Wird die Revision des Betäubungsmittelgesetzes, über die wir am 30. November abstimmen, daran etwas ändern?
Nein. Mit dieser Revision wird nur im Gesetz verankert, was heute üblich ist: die Viersäulenpolitik mit Prävention, Therapie (dazu gehört die heroingestützte Behandlung), Schadensminderung und Repression.

Was sind die Vorteile der heroingestützten Behandlung?
Die heroingestützte Behandlung rettet viele Leben. Und nur mit Menschen, die leben, kann man eine Therapie machen. Der körperliche und psychische Zustand und die soziale Situation verbessern sich deutlich, die Beschaffungskriminalität fällt weg. Erst in diesem geschützten Rahmen können sie sich überhaupt mit ihrer Situation auseinandersetzen und ihre Zukunft planen.

Wie wichtig ist in der DBB das Ziel, abstinent zu werden?
Es steht nicht im Vordergrund. Eigentlich haben alle Patienten, die zu uns kommen, den Wunsch, abstinent zu werden. Manchmal müssen wir sie fast bremsen. Denn viele überfordern sich massiv, wenn sie zu schnell zu viel erreichen wollen. Wir versuchen einen realistischen Weg zu finden. Manchmal dauert das Jahre.

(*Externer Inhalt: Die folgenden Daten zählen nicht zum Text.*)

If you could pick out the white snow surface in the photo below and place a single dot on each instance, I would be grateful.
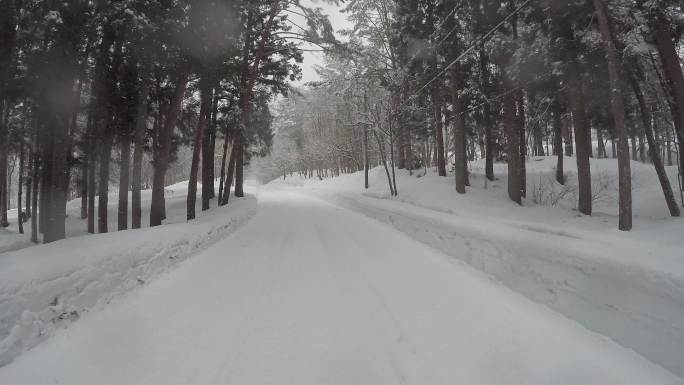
(628, 286)
(310, 293)
(45, 287)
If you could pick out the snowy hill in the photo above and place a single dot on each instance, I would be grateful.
(628, 286)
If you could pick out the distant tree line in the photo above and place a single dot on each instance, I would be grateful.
(87, 87)
(441, 82)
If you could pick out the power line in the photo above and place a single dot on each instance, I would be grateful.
(474, 44)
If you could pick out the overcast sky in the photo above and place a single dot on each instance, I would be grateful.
(338, 21)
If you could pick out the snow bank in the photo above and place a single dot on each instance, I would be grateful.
(628, 286)
(47, 286)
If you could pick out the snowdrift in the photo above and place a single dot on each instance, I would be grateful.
(627, 286)
(45, 287)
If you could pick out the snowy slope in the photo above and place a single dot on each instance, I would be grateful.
(308, 293)
(46, 286)
(628, 286)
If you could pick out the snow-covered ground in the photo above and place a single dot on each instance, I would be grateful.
(329, 283)
(44, 287)
(175, 194)
(628, 286)
(310, 293)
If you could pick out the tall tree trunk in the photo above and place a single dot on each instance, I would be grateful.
(205, 108)
(103, 182)
(511, 125)
(29, 183)
(230, 173)
(364, 139)
(439, 133)
(486, 116)
(20, 186)
(207, 102)
(459, 136)
(522, 141)
(34, 199)
(558, 141)
(239, 166)
(618, 108)
(672, 69)
(647, 121)
(4, 150)
(124, 182)
(601, 149)
(223, 169)
(163, 151)
(138, 148)
(384, 162)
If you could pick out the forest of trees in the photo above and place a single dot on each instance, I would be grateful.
(89, 89)
(93, 91)
(440, 83)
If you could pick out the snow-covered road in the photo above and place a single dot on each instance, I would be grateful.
(310, 293)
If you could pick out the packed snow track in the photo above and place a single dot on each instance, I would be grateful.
(310, 293)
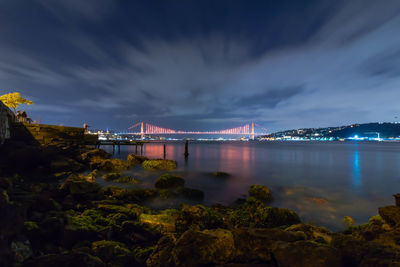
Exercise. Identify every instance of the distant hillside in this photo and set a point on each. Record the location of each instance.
(385, 130)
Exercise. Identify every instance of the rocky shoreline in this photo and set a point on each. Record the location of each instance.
(55, 214)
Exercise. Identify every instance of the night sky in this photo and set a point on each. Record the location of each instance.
(203, 65)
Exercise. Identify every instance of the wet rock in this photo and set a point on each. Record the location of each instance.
(159, 164)
(191, 193)
(348, 221)
(113, 253)
(79, 187)
(169, 181)
(21, 250)
(91, 177)
(357, 252)
(66, 260)
(307, 254)
(167, 193)
(161, 255)
(11, 223)
(260, 192)
(63, 164)
(133, 211)
(197, 248)
(136, 159)
(134, 233)
(116, 192)
(163, 222)
(254, 214)
(109, 164)
(139, 195)
(95, 153)
(88, 225)
(198, 217)
(111, 176)
(391, 215)
(220, 174)
(127, 180)
(312, 232)
(257, 244)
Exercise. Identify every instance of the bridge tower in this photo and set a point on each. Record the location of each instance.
(141, 131)
(252, 131)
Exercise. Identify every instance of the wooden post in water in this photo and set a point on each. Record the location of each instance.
(397, 198)
(186, 148)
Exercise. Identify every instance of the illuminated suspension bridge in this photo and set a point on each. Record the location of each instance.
(143, 129)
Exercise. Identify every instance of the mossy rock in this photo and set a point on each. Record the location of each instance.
(198, 217)
(111, 176)
(89, 220)
(204, 248)
(167, 193)
(159, 164)
(131, 210)
(141, 254)
(95, 153)
(260, 192)
(79, 187)
(139, 195)
(256, 244)
(169, 181)
(114, 191)
(220, 174)
(127, 180)
(136, 159)
(191, 193)
(314, 233)
(112, 252)
(91, 177)
(109, 164)
(163, 222)
(254, 214)
(74, 258)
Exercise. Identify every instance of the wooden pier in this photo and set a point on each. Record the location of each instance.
(119, 143)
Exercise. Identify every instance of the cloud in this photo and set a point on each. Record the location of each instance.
(333, 64)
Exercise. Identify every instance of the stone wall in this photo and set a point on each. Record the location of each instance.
(59, 135)
(7, 118)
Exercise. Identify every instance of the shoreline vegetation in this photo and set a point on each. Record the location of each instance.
(55, 214)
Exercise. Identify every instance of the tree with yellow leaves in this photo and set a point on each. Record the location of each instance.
(13, 100)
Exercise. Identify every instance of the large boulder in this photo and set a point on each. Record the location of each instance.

Manche Fachleute halten die Fixierung auf Abstinenz beim Heroin für gefährlich, weil das Risiko eines Rückfalls sehr gross ist.
Das stimmt. Seit ich im Suchtbereich arbeite, habe ich schon mehrmals erlebt, dass Leute an Rückfällen gestorben sind. Das Problem ist nicht der Entzug. Die schwierige Zeit beginnt nachher. Dann kommt es häufig vor, dass jemand wieder Heroin konsumiert und eine Dosis, die früher gut ertragen wurde, jetzt zu viel ist. Heute sind solche Todesfälle zum Glück etwas seltener, weil die Leute besser informiert sind. Wir machen in der Therapie auch auf solche Gefahren aufmerksam.

Die «Förderung der Abstinenz» wird mit der Revision neu im Gesetz verankert. Finden Sie das gut?
Ja, denn die Abstinenz ist ein Ziel, das immer Platz haben sollte. Nur ist es kontraproduktiv, wenn man versucht, jemanden zur Abstinenz zu drängen. Mit Zwang erreicht man nichts. Aber wenn jemand motiviert ist, steht einem Entzug und einer abstinenzorientierten Therapie natürlich nichts im Weg. Immer mit dem Vorbehalt, dass die Person zurückkommen kann in die heroin- oder methadongestützte Behandlung, wenn der Ausstieg scheitert.

Wird die Revision durchkommen?
Ja. Ich hoffe auf einen möglichst hohen Ja-Anteil. Das hat auch mit Achtung vor drogenabhängigen Menschen zu tun. Während der Zeit der offenen Drogenszenen Abhängigen stark angefeindet. Diese Zeiten haben wir Gott sei Dank fast hinter uns. Allerdings ist das Thema Drogen aus der öffentlichen Diskussion verschwunden, die Drogenpolitik entwickelt sich kaum noch weiter. Und der politische Wind ist härter geworden. Ich weiss nicht, ob es heute noch möglich wäre, die heroingestützte Behandlung aufzubauen. Gut, gibt es sie schon.

Die Ärztin Irene Caspar Frey, 53, leitet die Poliklinik DBB in Horgen. Sie berät und behandelt Menschen, die Probleme mit legalen oder illegalen Substanzen haben.